I tre uomini uccisi dalle forze speciale sono il rumeno Mayarosi Ariad, l’irlandese Dyer Micheal Martin e il boliviano di origine ungherese Eduardo Rozsa Flores, sospettato di essere il capo della banda. Lo affermano fonti ufficiali di La Paz, e lo ha ripetuto Morales subito dopo essere giunto a Cumanà, in Venezuela, dove partecipava al vertice dell’Alternativa Bolivariana delle Americhe (Alba), accolto dal presidente Hugo Chavez.
L’anno scorso l’opposizione è fallita nel tentativo di allontanarlo dalla presidenza tramite un referendum, ha ricordato Morales: «successivamente, ha aggiunto, hanno provato con un golpe di stato civile… ora stavano cercando di crivellarci».
La polizia ha arrestato altre due persone, il boliviano Francisco Tadic Astorga (ex militare residente in Croazia) e l’ungherese Elot Toazo (anche esgi residente in Croazia) con l’accusa di essere coinvolte nell’attentato. Il capo della polizia di Santa Cruz, Victor Hugo Escobar, ha precisato che i tre attentatori uccisi erano «terroristi specializzati e addestrati» per questo tipo di attentati e che la polizia è intervenuta «per rispondere al fuoco» dei tre.
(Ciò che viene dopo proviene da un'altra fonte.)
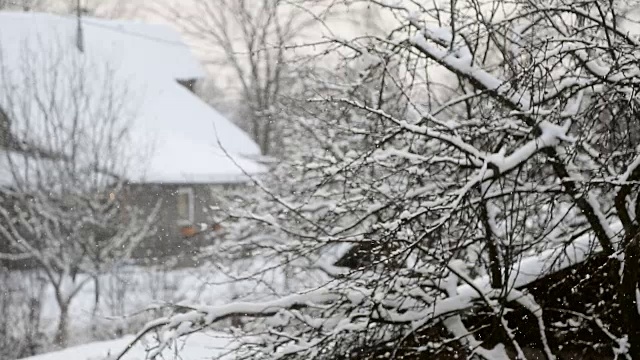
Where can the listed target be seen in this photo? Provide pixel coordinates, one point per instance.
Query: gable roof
(176, 135)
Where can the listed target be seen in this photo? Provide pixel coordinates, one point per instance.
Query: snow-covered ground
(195, 347)
(134, 295)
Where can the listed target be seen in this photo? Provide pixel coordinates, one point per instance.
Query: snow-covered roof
(176, 135)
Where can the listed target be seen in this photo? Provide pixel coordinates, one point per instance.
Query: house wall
(168, 239)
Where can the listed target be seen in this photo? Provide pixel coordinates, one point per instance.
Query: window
(185, 206)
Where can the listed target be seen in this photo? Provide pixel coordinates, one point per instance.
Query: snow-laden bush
(473, 151)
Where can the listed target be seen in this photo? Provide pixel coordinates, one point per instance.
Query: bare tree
(256, 39)
(61, 211)
(481, 162)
Lo scenario disegnato dagli attentati contro il Presidente e il Vicepresidente della Bolivia e contro il cardinale di Santa Cruz appare estremamente grave e preoccupante non solo per la Bolivia ma per tutte le forze democratiche e progressiste dell’America Latina e del mondo.
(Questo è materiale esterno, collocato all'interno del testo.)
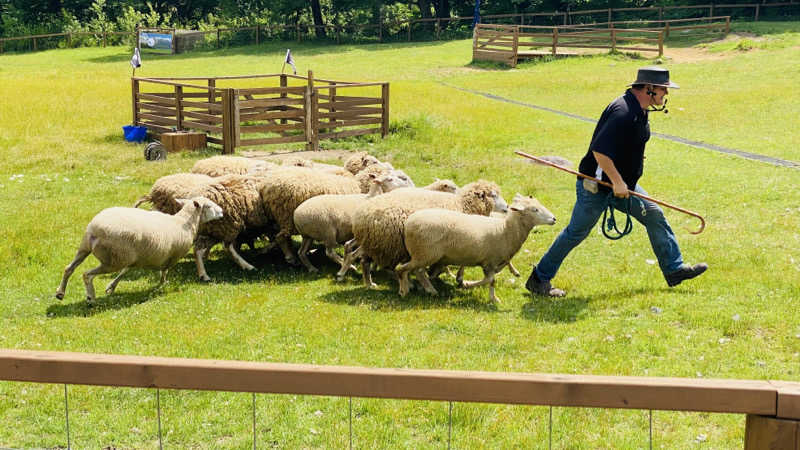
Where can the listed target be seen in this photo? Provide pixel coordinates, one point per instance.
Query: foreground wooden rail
(773, 407)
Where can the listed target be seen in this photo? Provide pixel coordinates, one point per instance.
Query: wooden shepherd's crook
(685, 211)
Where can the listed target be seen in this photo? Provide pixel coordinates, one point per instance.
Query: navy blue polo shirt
(621, 134)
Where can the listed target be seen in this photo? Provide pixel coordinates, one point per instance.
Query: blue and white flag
(136, 60)
(289, 60)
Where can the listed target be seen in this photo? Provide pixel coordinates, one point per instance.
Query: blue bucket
(134, 133)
Il coinvolgimento di mercenari europei, già attivi nelle milizie di destra all’interno della guerre che hanno dilaniato la Jugoslavia negli anni Novanta, rivelano all’opinione pubblica internazionale l’esistenza di una rete terrorista neofascista ancora attiva e che trova nelle forze reazionarie ancora dominanti in alcune regioni boliviane, un inquietante centro di complicità.
Il senatore del MAS Riccardo Diaz ha accusato l’ex governatore di Santa Cruz Branco Marinkovic di avere legami con i grupp terroristi croati.
Quanto accaduto in Bolivia concretizza agli occhi dell’opinione pubblica l’esistenza ancora attiva di quella rete terroristica neofascista che da mesi in Bolivia tenta di ribaltare il governo legittimo di Morales e che ha trovato rifugio e complicità proprio negli ambienti della destra boliviana che oggi si oppone violentemente al cambiamento democratico in corso nel paese, dove proprio all’inizio del 2009 è stata approvata da referendum consultazione popolare la nuova costituzione: una costituzione che riconosce nuovi diritti e disconosce antichi privilegi, minacciando lo status quo della ricca oligarchia boliviana.